I found the following information about things to consider before deciding on a kidney transplant:
"Transplantation has many advantages, such as a lifestyle free from dialysis and fewer fluid and dietary restrictions. Kidney transplants, when successful, usually provide a better quality of life for most people, and they are less expensive than dialysis in the long run. Some things to consider before saying "yes" to a kidney transplant are the risks and benefits of transplant, medications and their side effects, financial coverage and your ability to continue follow-up care as well as follow directions.
There are two sources of kidney donations: a living donor (usually a close relative) or a non-living donor (someone who dies and donates their organs). Living donation is usually preferred because the success rate is higher (better than 90 percent for the first year), the recipient requires less anti-rejection medication and it is possible to plan when the transplant will take place. Those who do not have a living donor (most cases) can be placed on a transplant waiting list. The waiting time will vary depending on when a non-living donor kidney becomes available. The success rate for non-living donor transplantation is about 80 percent for the first year.
Those eligible for a kidney transplant must be healthy enough to have the surgery and be free from cancer and infection. You must also be able to comply with the medications and follow-up treatment."
You will need to speak to your doctor to find out if your wife is medically suitable for a transplant. If you & she decide to go ahead, she will be put on the waiting list for a donor kidney. Sometimes, patients are on the waiting list for an average of two years before a suitable kidney becomes available.

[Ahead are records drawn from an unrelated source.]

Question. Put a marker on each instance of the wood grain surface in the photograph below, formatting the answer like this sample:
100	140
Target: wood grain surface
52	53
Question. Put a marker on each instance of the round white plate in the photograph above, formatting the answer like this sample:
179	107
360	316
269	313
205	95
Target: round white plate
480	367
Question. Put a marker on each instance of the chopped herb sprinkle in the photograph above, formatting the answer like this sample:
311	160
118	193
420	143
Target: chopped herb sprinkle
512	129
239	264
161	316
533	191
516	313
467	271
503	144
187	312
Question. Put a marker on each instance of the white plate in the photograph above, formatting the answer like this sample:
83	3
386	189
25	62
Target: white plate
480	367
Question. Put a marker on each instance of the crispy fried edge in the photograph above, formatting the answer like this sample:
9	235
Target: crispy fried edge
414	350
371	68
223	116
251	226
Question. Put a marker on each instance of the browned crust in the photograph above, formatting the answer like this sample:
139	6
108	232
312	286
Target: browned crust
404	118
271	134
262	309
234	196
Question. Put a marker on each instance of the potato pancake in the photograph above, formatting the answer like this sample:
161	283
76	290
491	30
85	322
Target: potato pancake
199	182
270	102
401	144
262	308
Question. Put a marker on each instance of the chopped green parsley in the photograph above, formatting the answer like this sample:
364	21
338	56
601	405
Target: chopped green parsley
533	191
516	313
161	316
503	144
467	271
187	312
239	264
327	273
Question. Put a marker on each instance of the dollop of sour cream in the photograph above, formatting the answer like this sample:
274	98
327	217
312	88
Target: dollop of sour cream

If the transplant fails, she might be placed dialysis or have another transplant. Please know that even a successful transplant may not last forever. She will have to take a range of medication daily to prevent rejection of the new kidney.
No one can tell you what will be best for your wife. That is a decision that you and she will have to make with her doctors. You will probably meet with a transplant evaluator (should you & she decide to go ahead with the transplant) to determine if she is, indeed, a good candidate for transplant and to decrease any post-transplant complications. Usually, this will include the following tests prior to being placed on the transplant waiting list:
* her medical history
* her blood type
* her tissue type
* an infection screening
* chest x-ray
* electrocardiogram (EKG).
Some people (like Lupus patients) will require more tests.
I hope that this has been helpful to you. Hopefully, someone who has experience in this area will also respond to you. I wish both you and your wife the very best in whatever decision you make.